2.2.1.4 Part Selection

So far, DMD has generated patches via clustering and sampling. This part-selection step finds out which patches may be useful and of what patches an object part is composed. Part selection units describe a larger region of objects than the edge detection, by focusing on parts of the objects. Similar to our approach, Serre’s \(S_2\) units behave as radial basis function (RBF) units, Lee uses a convolutional deep belief network (CDBN), and Ranzato’s algorithm implements a convolutional operation for the decoder. All are consistent with well-known response properties of neurons in the primate inferotemporal cortex (IT).

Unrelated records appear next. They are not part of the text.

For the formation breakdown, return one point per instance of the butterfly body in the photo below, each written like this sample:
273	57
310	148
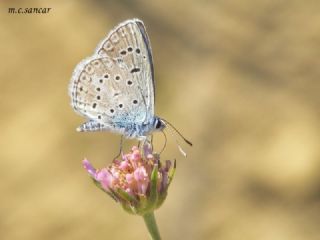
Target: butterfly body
114	88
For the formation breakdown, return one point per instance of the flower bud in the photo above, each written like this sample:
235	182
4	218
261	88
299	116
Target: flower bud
138	182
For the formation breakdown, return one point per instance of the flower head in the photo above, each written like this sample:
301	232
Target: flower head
139	182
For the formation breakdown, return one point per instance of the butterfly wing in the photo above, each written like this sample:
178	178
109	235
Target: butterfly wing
115	86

Serre proposes using Gaussian-like Euclidean distance to measure similarity between an image and the pre-calculated prototypes (patches). Basically, we would like to find out what patches an object consists of. Analogically, we are constructing a map from object-parts to an object using the training images. Once the mapping has been learned, we can then classify an unseen image.

To perform part selection, we have to examine if patches obtained in the regularization step appear frequently enough in the training images. If a patch appears frequently, that patch can be selected as a part; otherwise, that patch is discarded for efficiency. For each training image, we match its edge patches with the \(n_p\) prototyped patches generated in the previous step. For the \(i_b^{th}\) band of an image’s edge detection output, we obtain for the \(i_p^{th}\) patch a measure as follows:

$$ {\mathbf{I}}_{S\_{\rm part}(i_b,i_p)}=\exp(-\beta||{\mathbf{X}}_{i_b}-{\mathbf{P}}_{i_p}||^2), $$
(2.3)

where \(\beta\) is the sharpness of the tuning and \({\mathbf{P}}_{i_p}\) is one of the \(n_p\) patches learned during sparsity regularization. \({\mathbf{X}}_{i_b}\) is a transformation of the \({\mathbf{I}}_{{\rm edge}(i_b,i_f)}\) with all \(n_f\) orientations merged to fit the size of \({\mathbf{P}}_{i_P}.\) We obtain \(n_b\) measurements of the image for each prototype patch. Hence the total number of measurements that this part-selection step makes is the number of patches times the number of bands, or \(n_p \times n_b.\)

2.2.1.5 Part Pooling

Each image is measured against \(n_p\) patches, and for each patch, \(n_b\) measurements are performed. To aggregate \(n_b\) measurements into one, we resort to the part-pooling units. The part-pooling units 1 correspond to visual cortical V4 neurons. It has been discovered that a substantial fraction of the neurons takes the maximum input as output in visual cortical V4 neurons of rhesus monkeys (macaca mulatta) [16], or

$$ {\mathbf{v}}_{{\rm part}(i_P)}=\min_{i_b}{\mathbf{I}}_{S\_{\rm part}(i_b,i_P)}. $$
(2.4)

The MAX operation (maximizing similarity is equivalent to minimizing distance) can not only maintain feature invariance, but also scale down feature-vector size. The output of this stage for each training image is a vector of \(n_p\) values as depicted by the pseudo code in Fig. 2.3.

Fig. 2.3
figure 3

DMD steps 4 and 5

2.2.1.6 Supervised Learning

At the top layer, DMD performs part-to-object mapping. At this layer, any traditional shallow learning algorithm can work reasonably well. We employ SVMs to perform the task. The input to SVMs is a set of vector representations of image patches produced by this model-based pipeline and by the data-driven pipeline, which we present next. Each image is represented by a vector of real values each depicting the image’s perceptual strength matched by a prototype patch.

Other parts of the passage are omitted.